SQL Troubles: 🏭🗒️Microsoft Fabric: Materialized Lake Views (MLV) [Notes] 🆕🗓️

24 May 2025

🏭🗒️Microsoft Fabric: Materialized Lake Views (MLV) [Notes] 🆕🗓️

Disclaimer: This is work in progress intended to consolidate information from various sources for learning purposes. For the latest information please consult the documentation (see the links below)!

Last updated: 27-Jul-2025

-- create schema
CREATE SCHERA IF NOT EXISTS <lakehouse_name>.<schema_name>

-- create a materialized view
CREATE MATERIALIZED VIEW IF NOT EXISTS <lakehouse_name>.<schema_name>.<view_name> 
[(
    CONSTRAINT <constraint_name> CHECK (<constraint>) ON MISMATCH DROP 
)]

[PARTITIONED BY (col1, col2, ... )] 
[COMMENT “description or comment”] 
[TBLPROPERTIES (“key1”=”val1”, “key2”=”val2”,

AS 
SELECT ...
FROM ...
-- WHERE ...
--GROUP BY ...

[Microsoft Fabric] Materialized Lake Views (MLVs)

{def} persisted, continuously updated view of data [1]

{benefit} allows to build declarative data pipelines using SQL, complete with built-in data quality rules and automatic monitoring of data transformations

simplifies the implementation of multi-stage Lakehouse processing [1]

⇐ aids in the creation, management, and monitoring of views [3]
⇐ improves transformations through a declarative approach [3]
streamline data workflows
enable developers to focus on business logic [1]

⇐ not on infrastructural or data quality-related issues [1]

the views can be created in a notebook [2]

{benefit} allows developers visualize lineage across all entities in lakehouse, view the dependencies, and track its execution progress [3]

can have data quality constraints enforced and visualized for every run, showing completion status and conformance to data quality constraints defined in a single view [1]
empowers developers to set up complex data pipelines with just a few SQL statements and then handle the rest automatically [1]

faster development cycles
trustworthy data
quicker insights

{goal} process only the new or changed data instead of reprocessing everything each time [1]

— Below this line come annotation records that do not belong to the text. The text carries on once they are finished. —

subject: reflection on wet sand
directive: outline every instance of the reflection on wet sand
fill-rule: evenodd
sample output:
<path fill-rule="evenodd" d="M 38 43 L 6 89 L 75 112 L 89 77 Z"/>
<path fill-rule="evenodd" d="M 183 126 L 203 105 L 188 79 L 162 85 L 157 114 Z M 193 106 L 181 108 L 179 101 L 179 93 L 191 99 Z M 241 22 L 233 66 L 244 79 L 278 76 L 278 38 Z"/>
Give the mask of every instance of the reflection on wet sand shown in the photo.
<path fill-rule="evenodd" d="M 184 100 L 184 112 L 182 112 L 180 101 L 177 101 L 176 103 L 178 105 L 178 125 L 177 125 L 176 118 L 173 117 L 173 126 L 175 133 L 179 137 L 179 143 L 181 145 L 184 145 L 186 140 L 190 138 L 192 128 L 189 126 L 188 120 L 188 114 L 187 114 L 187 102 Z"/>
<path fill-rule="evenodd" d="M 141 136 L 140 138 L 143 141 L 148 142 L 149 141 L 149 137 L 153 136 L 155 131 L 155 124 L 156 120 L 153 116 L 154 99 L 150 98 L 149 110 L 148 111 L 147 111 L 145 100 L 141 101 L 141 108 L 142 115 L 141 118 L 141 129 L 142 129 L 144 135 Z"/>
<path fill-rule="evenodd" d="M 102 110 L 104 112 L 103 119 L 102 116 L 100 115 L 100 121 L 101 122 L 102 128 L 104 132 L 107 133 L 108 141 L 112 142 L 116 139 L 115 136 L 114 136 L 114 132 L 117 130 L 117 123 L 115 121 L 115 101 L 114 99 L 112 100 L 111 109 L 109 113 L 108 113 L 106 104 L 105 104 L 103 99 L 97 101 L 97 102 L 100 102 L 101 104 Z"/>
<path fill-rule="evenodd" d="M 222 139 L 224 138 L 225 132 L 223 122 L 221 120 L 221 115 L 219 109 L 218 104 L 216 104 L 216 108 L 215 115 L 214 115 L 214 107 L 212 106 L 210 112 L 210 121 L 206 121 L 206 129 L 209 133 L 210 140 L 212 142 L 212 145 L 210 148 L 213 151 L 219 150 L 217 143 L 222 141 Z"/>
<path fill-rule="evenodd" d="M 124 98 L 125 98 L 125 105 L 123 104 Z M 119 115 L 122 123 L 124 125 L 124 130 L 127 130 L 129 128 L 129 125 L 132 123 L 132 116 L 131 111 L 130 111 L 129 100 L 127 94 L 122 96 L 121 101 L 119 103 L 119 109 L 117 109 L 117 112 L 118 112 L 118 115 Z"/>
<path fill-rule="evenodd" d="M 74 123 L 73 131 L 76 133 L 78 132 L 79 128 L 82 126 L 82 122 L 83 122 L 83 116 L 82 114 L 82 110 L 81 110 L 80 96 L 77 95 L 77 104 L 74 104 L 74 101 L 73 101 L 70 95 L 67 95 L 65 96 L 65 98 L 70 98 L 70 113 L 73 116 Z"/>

⇐ leverages Delta Lake’s CDF under the hood

⇒ it can update just the portions of data that changed rather than recompute the whole view from scratch [1]

{operation} creation

allows defining transformations at each layer [1]

e.g. aggregation, projection, filters

allows specifying certain checks that the data must meet [1]

incorporate data quality constraints directly into the pipeline definition

via CREATE MATERIALIZED LAKE VIEW

the SQL syntax is declarative and Fabric figures out how to produce and maintain it [1]

{operation} refresh

refreshes only when its source has new data [1]

if there’s no change, it can skip running entirely (saving time and resources) [1]

via REFRESH MATERIALIZED LAKE VIEW [workspace.lakehouse.schema].MLV_Identifier [FULL];

{operation} list views from schema [3]

via SHOW MATERIALIZED LAKE VIEWS <IN/FROM> Schema_Name;

{opetation} retrieve definition

via SHOW CREATE MATERIALIZED LAKE VIEW MLV_Identifier;

{operstion} update definition

via ALTER MATERIALIZED LAKE VIEW MLV_Identifier RENAME TO MLV_Identifier_New;

{operstion} drop view

via DROP MATERIALIZED LAKE VIEW MLV_Identifier;
{warning} dropping or renaming a materialized lake view affects the lineage view and scheduled refresh [3]

{recommendation} update the reference in all dependent materialized lake views [3]

{operation} schedule view run

lets users set how often the MLV should be refreshed based on business needs and lineage execution timing [5]
depends on

data update frequency: the frequency with which the data is updated [5]
query performance requirements: Business requirement to refresh the data in defined frequent intervals [5]
system load: optimizing the time to run the lineage without overloading the system [5]

{operation} view run history

users can access the last 25 runs including lineage and run metadata

available from the dropdown for monitoring and troubleshooting

{concept} lineage

the sequence of MLV that needs to be executed to refresh the MLV once new data is available [5]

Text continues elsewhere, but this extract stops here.